The intrinsic value of the documentary as a historical record is underscored by the fact that seven of the interviewees (Hume Cronyn, Uta Hagen, Al Hirschfeld, Kim Hunter, Ann Miller, Harold Nicholas and Gwen Verdon) died before the film was released in June 2004, and another 51 interviewees have died since then (as of September 2021).

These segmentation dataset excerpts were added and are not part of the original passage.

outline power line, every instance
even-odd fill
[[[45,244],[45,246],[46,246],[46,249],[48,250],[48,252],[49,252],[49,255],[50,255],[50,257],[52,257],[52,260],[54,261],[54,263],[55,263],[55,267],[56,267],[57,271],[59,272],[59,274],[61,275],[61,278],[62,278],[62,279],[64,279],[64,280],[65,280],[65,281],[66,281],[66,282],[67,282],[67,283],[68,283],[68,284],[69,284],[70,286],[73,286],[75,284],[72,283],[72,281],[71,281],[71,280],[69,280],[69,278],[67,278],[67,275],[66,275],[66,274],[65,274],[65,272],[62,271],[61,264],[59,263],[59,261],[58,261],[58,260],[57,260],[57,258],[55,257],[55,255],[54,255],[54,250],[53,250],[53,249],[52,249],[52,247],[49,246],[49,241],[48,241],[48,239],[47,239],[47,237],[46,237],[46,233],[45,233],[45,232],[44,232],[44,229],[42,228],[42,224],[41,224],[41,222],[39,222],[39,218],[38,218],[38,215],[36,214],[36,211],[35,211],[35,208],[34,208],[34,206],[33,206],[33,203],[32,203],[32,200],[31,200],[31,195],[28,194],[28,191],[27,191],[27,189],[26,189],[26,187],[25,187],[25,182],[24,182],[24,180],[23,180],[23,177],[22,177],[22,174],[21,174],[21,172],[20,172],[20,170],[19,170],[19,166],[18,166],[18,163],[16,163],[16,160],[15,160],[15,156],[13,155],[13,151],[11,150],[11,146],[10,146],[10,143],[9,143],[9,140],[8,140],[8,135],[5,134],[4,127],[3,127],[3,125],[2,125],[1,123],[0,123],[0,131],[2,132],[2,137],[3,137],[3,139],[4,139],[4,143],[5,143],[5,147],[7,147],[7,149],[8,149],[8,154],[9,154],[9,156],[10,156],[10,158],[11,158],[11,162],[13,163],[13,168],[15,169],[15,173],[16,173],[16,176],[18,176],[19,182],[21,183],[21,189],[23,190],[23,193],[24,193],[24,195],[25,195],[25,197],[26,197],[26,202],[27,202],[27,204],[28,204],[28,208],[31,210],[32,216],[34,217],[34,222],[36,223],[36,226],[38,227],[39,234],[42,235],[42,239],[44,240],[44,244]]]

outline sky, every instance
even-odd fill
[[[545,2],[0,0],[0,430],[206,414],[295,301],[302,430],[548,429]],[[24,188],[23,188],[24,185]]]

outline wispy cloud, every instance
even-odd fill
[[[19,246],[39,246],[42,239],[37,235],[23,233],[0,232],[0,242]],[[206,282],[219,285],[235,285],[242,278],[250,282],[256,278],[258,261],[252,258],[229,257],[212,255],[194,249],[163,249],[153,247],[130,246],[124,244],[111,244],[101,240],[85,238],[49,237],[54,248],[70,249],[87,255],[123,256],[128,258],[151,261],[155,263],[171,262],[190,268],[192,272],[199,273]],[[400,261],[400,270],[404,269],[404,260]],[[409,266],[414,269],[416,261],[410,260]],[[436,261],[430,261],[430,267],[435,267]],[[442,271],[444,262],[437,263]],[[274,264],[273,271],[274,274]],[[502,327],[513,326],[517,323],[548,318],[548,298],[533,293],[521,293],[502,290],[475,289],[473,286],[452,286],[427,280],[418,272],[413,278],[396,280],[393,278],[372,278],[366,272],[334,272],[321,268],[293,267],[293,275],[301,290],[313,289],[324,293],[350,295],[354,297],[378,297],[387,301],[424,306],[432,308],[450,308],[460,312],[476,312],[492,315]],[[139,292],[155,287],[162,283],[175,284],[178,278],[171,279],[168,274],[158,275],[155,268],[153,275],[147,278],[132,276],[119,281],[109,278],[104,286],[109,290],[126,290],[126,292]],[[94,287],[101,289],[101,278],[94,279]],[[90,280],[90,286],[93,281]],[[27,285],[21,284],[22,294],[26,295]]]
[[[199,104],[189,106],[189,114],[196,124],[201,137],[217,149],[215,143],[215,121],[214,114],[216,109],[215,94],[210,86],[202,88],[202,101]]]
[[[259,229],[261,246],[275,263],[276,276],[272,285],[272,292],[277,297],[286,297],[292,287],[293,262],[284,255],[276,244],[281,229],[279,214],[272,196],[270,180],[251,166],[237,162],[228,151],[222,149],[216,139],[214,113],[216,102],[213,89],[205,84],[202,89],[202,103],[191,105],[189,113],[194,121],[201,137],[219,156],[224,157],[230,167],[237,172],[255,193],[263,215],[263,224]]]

Filmmaker Michael Stever shared some noteworthy recollections of his 3+ years as UPM with McKay after his passing in 2018.

==Reception==
Broadway: The Golden Age won the Audience Award for Best Documentary at the Palm Beach International Film Festival, the Audience Choice Award for Best documentary at the Santa Barbara International Film Festival, and the Audience Award and Festival Award at the San Diego Film Festival, both for Best Documentary.

In 2006, McKay was honored with a Special Award for his work on the film by the New England Theatre Conference with the New England Theatre Conference Special Contribution to Theatre Award.

On review aggregator website Rotten Tomatoes, the film holds an approval rating of 83% based on 46 reviews, with an average rating of 7.1/10.

==Sequel==
A sequel by the name of Broadway: Beyond the Golden Age had been in development since the release of the original documentary. McKay successfully funded a Kickstarter campaign in 2017 to help get the film completed, but his death in 2018 made its future uncertain. It premiered August 14, 2021 on PBS as part of Great Performances.